Project xCloud Is The Way for Xbox to Reach Gamers in Africa and India, Says Phil Spencer
Project xCloud received additional details at E3 2019, even though Microsoft didn't reveal some key information such as pricing (unlike Google, which did it for its own cloud platform, Stadia).
We now know that owners of Xbox consoles will be able to use their own console to stream their games for free, without any fees attached. However, Microsoft's real bid with Project xCloud is to broaden the total addressable market (TAM).
Speaking to GamesIndustry after the E3 2019 briefing, Head of Gaming Phil Spencer pointed to untapped territories like Africa and India as areas where consoles don't currently do well, unlike smartphones. Thus, Project xCloud could be the perfect way to get these gamers to play Xbox titles.
We know that the first customers for xCloud are going to be people who own an Xbox. It's going to be, 'Oh, I want to play my Xbox when I'm away.' Last month, Catherine [Gluckstein, chief of staff/strategy for Xbox] and I were in Africa. Not a lot of Xboxes in Africa. Not a lot of game consoles. 1.2 billion people on the continent of Africa. Average age is 19 on the continent. They know Fortnite, they know Halo, they know Gears of War. They just don't have a device.
There are gamers there, but the device they have is an Android phone. So today they are kind-of locked out of what an E3 is -- outside of watching -- because of the capability they have.

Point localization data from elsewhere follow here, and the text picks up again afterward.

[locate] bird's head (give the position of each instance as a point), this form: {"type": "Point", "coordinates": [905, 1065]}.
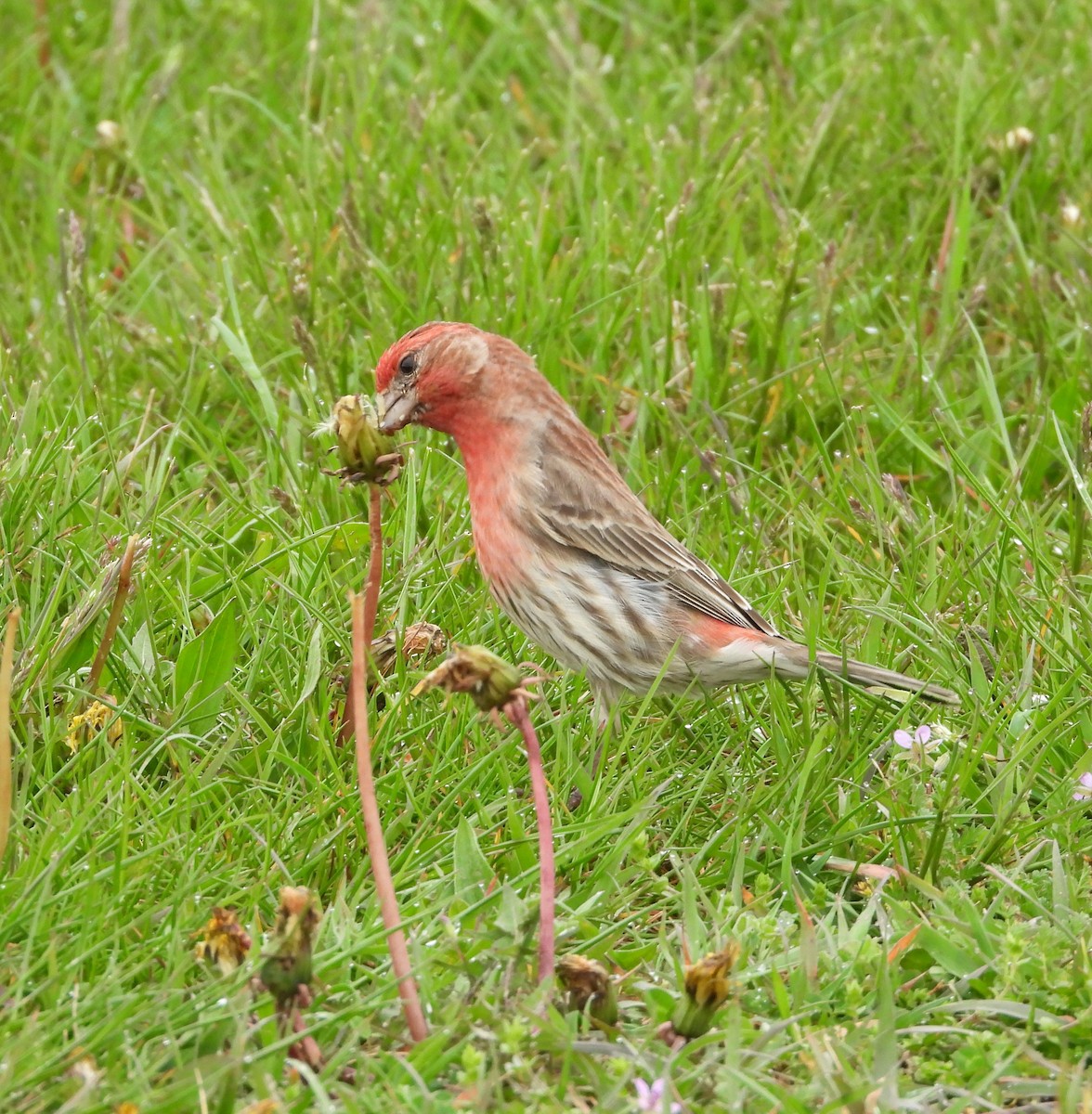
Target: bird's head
{"type": "Point", "coordinates": [435, 376]}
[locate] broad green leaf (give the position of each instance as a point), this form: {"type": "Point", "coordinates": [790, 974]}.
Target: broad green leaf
{"type": "Point", "coordinates": [204, 667]}
{"type": "Point", "coordinates": [472, 869]}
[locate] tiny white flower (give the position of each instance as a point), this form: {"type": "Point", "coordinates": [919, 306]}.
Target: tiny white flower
{"type": "Point", "coordinates": [1020, 138]}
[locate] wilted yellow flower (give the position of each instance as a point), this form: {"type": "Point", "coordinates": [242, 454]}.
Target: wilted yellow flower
{"type": "Point", "coordinates": [110, 134]}
{"type": "Point", "coordinates": [421, 640]}
{"type": "Point", "coordinates": [98, 716]}
{"type": "Point", "coordinates": [367, 456]}
{"type": "Point", "coordinates": [489, 680]}
{"type": "Point", "coordinates": [288, 963]}
{"type": "Point", "coordinates": [707, 987]}
{"type": "Point", "coordinates": [590, 989]}
{"type": "Point", "coordinates": [224, 941]}
{"type": "Point", "coordinates": [1020, 138]}
{"type": "Point", "coordinates": [1071, 215]}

When I think about the two billion [gamers worldwide], which is a number that has tripled over the last two decades, I really think about how we service the two billion who play today with as much content and services as we can offer, but also go to places like Africa. I was looking at some of the PUBG mobile numbers in India and they're crazy -- they've had 100 million downloads or something. You see these markets where gaming can grow to the next two billion or even more.... There are seven billion people on the planet. For me, I think they should all play video games.
The big question surrounding game streaming via cloud remains the quality of the experience, which is going to be largely determined by latency. Project xCloud should begin public testing later this year and Google Stadia launches in November, so we're not far off from experiencing how these services will actually work in practice.